Stay strong and stay focussed,
Rebecca
Hi Sal, wishing you both good luck – sounds like a gruelling but short treatment pre SCT and that seems better than spinning it all out with SCT always looming ahead. As Winston Churchill once said “When you’re going through hell keep going” you’ll soon be out the other side (and it really isn’t like Hell at all – all doable when you keep your eye on the goal).
Rebecca
Hi Tom – Is Dr J doing your BMB? he did mine last time and it’s the first time I felt any pain – when Helen did it I never felt anything.
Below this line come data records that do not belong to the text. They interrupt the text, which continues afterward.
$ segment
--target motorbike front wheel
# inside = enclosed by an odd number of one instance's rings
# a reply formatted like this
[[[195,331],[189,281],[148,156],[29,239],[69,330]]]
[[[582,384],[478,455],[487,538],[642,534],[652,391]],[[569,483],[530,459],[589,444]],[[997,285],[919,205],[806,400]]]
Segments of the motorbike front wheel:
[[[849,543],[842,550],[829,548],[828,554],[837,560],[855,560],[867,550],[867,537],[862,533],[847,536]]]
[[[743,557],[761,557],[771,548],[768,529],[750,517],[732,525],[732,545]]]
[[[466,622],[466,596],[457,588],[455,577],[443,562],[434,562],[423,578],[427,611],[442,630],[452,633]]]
See there’s a new man nurse specialist – hope BMBs aren’t a steep learning curve for him/us!
Hi June – I had velcade/dex for 8 cycles and apart from the tiredness which gets worse the longer you’re on it found it any easy treatment with the plus point that you don’t lose your hair tho’ it did get very dry/dull and had to have a bit cut off it to liven it up. Are you going for a 2nd SCT as you seem to have done exceptionally well on your last one? I didn’t find the tiredness debilitating and was exercising throughout but was zonked when my head hit the pillow (considered this a major plus point). Just be careful of neuropathy, I started to feel it moreso on the last 2 cycles and took a while to go.